My mam (and other motherships) has been told that her alien invasion is down to bad luck; no wrong choices or something which was avoidable, just bad luck. But the pain is still real, earth-shatteringly, core-shakingly real, with incalculable lifelong effects. Unavoidable tragedies like this are happening right now; all over the world, to all different kinds of people, in all different kinds of communities – unexpected alien invasions are not rare and they are non-discriminatory in who they attack. This is an awful reality of our world and people are fighting their own personal fights, whilst others do their best to prevent and stop future invasions.
With this as an unsettling status-quo, why and how could anybody think of tipping the scales beyond hope?
As children we are told of aliens, monsters and the bogeyman – horrific, fictional creatures to distance ourselves from the evils in the world, but we need to accept that the evil is closer to us, non-fictional and sometimes within us. We need to work together, globally to change this.
Why did he shoot?
Because he was homophobic? Because of his religion? Because of his upbringing? Because he was legally allowed to carry firearms? Because he was ashamed of his own sexuality?
All of these could have been changed and addressed and still can be. All of these reasons come from something man made and therefore the solutions come from us too…
Create inclusive environments, stand up against discrimination, fight other people’s corners, raise awareness, provide education on acceptance and understanding of identity, stop using religion (either as justification, blame or as a reason to be dismissive/passive) to bring unnecessary pain onto the earth, radically change the firearm laws we put in place, give support to those struggling to come to terms with who they are. I realise this could be categorised as the blue-sky dreaming I referred to earlier, but it is achievable, not instantaneous, but still achievable.
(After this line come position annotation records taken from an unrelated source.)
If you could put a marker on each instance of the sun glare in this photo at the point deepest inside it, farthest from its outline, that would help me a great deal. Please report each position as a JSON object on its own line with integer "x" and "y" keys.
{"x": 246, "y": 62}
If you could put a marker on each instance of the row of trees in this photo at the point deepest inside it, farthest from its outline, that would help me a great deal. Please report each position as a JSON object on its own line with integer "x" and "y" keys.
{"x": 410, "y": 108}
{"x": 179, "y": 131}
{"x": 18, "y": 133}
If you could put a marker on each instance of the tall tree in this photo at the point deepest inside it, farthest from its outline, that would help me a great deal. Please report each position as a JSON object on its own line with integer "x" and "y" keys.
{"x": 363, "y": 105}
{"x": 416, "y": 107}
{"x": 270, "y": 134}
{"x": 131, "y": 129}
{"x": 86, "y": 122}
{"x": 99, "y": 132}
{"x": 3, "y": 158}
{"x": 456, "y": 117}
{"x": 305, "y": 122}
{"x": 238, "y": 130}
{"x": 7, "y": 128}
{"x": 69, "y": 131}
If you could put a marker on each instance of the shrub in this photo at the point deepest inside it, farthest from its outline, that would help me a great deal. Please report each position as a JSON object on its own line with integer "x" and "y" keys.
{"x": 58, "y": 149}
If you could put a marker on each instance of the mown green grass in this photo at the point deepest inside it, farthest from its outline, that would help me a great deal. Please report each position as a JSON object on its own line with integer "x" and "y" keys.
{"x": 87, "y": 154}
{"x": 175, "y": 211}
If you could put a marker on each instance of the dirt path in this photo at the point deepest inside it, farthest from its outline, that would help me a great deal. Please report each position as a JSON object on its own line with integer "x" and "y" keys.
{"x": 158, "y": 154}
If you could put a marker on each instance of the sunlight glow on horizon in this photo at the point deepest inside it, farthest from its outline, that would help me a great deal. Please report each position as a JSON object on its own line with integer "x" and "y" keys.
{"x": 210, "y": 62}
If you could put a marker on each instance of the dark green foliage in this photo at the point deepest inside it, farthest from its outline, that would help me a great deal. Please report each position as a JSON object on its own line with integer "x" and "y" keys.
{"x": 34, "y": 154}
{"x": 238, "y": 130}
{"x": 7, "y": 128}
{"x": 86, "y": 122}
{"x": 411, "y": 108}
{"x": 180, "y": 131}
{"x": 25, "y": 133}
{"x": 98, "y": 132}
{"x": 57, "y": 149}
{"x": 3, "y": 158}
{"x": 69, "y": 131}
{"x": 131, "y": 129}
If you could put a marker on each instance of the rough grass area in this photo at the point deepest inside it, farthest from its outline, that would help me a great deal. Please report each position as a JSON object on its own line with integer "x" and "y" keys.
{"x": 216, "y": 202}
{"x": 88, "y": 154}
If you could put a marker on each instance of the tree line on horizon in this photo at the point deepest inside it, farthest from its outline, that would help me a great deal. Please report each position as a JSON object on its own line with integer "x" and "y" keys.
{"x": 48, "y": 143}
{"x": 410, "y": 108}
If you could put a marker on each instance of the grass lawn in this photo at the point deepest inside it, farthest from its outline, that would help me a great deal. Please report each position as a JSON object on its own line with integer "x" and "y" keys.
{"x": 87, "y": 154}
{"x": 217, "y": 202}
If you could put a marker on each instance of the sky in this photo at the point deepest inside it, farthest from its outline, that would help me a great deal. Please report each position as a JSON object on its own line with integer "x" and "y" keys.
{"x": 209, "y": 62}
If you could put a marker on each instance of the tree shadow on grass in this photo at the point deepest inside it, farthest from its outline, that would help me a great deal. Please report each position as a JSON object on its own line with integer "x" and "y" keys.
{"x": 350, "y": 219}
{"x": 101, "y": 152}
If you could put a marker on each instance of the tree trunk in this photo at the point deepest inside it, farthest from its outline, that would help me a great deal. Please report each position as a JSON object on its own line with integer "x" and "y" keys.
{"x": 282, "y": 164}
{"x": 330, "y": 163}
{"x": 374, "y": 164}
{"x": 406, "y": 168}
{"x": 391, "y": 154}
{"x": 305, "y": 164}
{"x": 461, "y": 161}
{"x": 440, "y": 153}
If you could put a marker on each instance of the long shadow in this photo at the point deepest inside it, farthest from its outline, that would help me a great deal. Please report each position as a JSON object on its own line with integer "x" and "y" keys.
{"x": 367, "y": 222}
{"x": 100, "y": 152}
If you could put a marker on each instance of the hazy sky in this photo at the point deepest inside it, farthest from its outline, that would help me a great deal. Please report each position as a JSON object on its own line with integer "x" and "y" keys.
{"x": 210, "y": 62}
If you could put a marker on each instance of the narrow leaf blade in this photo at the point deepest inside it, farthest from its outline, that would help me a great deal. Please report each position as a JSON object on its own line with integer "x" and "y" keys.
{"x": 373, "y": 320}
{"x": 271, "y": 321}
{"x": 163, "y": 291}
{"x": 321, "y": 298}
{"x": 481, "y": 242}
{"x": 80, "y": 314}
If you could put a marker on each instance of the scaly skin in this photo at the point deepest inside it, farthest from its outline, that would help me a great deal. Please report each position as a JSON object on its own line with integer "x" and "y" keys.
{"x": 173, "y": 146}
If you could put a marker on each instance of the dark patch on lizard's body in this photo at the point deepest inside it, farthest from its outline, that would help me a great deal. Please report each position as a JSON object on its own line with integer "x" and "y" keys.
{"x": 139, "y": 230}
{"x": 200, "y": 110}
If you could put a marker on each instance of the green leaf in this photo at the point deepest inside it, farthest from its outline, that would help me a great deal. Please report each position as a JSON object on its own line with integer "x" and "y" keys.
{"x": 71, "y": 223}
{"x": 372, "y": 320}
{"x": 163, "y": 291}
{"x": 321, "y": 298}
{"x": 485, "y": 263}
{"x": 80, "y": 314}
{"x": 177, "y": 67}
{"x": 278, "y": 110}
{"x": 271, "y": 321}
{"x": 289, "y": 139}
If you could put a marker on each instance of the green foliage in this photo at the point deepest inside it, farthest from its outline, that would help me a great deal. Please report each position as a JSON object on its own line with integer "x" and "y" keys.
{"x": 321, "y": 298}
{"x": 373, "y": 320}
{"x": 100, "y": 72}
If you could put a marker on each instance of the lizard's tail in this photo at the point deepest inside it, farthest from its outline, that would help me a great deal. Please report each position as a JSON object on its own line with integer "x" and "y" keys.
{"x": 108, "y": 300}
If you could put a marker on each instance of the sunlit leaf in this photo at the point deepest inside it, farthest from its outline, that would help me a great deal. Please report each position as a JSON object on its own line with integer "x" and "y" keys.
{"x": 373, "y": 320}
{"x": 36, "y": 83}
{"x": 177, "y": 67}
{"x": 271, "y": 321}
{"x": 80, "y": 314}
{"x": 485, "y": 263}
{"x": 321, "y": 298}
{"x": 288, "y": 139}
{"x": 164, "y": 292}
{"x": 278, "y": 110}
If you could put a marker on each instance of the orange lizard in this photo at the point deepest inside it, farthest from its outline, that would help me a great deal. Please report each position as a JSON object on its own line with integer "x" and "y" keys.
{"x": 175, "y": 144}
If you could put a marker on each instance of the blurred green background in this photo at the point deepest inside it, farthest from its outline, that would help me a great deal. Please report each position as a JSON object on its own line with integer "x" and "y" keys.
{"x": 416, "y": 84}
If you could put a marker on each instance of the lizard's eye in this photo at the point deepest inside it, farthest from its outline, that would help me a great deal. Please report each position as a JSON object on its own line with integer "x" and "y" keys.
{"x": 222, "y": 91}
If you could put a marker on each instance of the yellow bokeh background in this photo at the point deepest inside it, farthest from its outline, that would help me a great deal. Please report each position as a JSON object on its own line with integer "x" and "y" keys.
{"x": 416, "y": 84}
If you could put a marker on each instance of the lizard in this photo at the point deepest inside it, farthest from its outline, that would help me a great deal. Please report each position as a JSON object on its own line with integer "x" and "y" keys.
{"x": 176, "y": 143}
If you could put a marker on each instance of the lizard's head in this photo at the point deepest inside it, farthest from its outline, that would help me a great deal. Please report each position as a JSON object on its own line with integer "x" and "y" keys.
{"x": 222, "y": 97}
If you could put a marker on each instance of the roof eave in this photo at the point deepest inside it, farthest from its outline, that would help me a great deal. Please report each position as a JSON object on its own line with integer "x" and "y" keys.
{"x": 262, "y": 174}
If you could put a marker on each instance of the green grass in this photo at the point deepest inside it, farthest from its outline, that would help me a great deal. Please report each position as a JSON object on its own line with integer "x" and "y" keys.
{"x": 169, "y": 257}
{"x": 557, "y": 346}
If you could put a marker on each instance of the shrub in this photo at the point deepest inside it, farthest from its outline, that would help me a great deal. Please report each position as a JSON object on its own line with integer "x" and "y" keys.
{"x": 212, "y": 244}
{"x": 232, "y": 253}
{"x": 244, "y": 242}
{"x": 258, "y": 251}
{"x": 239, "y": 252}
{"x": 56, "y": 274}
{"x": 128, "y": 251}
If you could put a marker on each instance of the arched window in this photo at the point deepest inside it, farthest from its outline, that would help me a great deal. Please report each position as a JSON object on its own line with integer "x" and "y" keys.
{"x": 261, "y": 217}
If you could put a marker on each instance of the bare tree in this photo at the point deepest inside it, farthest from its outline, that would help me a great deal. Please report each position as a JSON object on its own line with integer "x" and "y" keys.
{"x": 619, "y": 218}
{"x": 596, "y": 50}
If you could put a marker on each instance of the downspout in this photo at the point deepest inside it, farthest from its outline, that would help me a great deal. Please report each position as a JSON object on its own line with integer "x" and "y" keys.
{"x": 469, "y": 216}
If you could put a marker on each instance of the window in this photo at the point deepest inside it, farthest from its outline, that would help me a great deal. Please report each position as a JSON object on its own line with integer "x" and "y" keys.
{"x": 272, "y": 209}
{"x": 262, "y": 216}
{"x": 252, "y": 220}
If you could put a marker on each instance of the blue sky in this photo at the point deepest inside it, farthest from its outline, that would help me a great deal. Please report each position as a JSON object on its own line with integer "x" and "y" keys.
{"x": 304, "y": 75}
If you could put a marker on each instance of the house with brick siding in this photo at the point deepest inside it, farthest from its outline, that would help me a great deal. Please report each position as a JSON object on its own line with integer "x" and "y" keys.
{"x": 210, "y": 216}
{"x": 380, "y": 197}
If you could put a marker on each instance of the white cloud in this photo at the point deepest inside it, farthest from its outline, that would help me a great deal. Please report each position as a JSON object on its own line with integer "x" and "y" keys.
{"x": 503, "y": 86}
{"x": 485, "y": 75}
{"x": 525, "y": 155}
When an alien attacks a body, you acknowlege the problem, investigate the symptoms, and initiate a programme of action to treat the source, continue the support afterwards to ensure it does not return, and relentlessly strive until the alien has no hold and the person is as healthy as possible. It would never occur to anybody to do anything purposefully detrimental or malicious to that person in need. Perhaps we need to treat mankind’s body in the same way, because it is most certainly in need.
Until we can address the source, we can ease the symptoms by being nicer to each other in this “cruel and unkind society”. The love that I have seen in the aftermath of Orlando has been beautiful, uplifting, encouraging and life affirming. This kind of love has also supported our family in our hard time too from our close network. So I know how important and invaluable this can be. Never let it stop.
My love and deepest condolences to those who have lost their loved ones, to the community that is rebuilding itself, to my LGBT+ brothers and sisters who have hidden or checked themselves in a way they hadn’t done before and above all to those who lost their lives, simply for being themselves.
This must stop.
We Are Orlando
We Are By Your Side
We Are Together
PS. Goodness will always win. My mam won her first battle with the alien today! After a successful operation, the primary alien has gone and she is now resting, in preparation for the rest of this galactic war.
How can we fight aliens if we are already too busy fighting each other?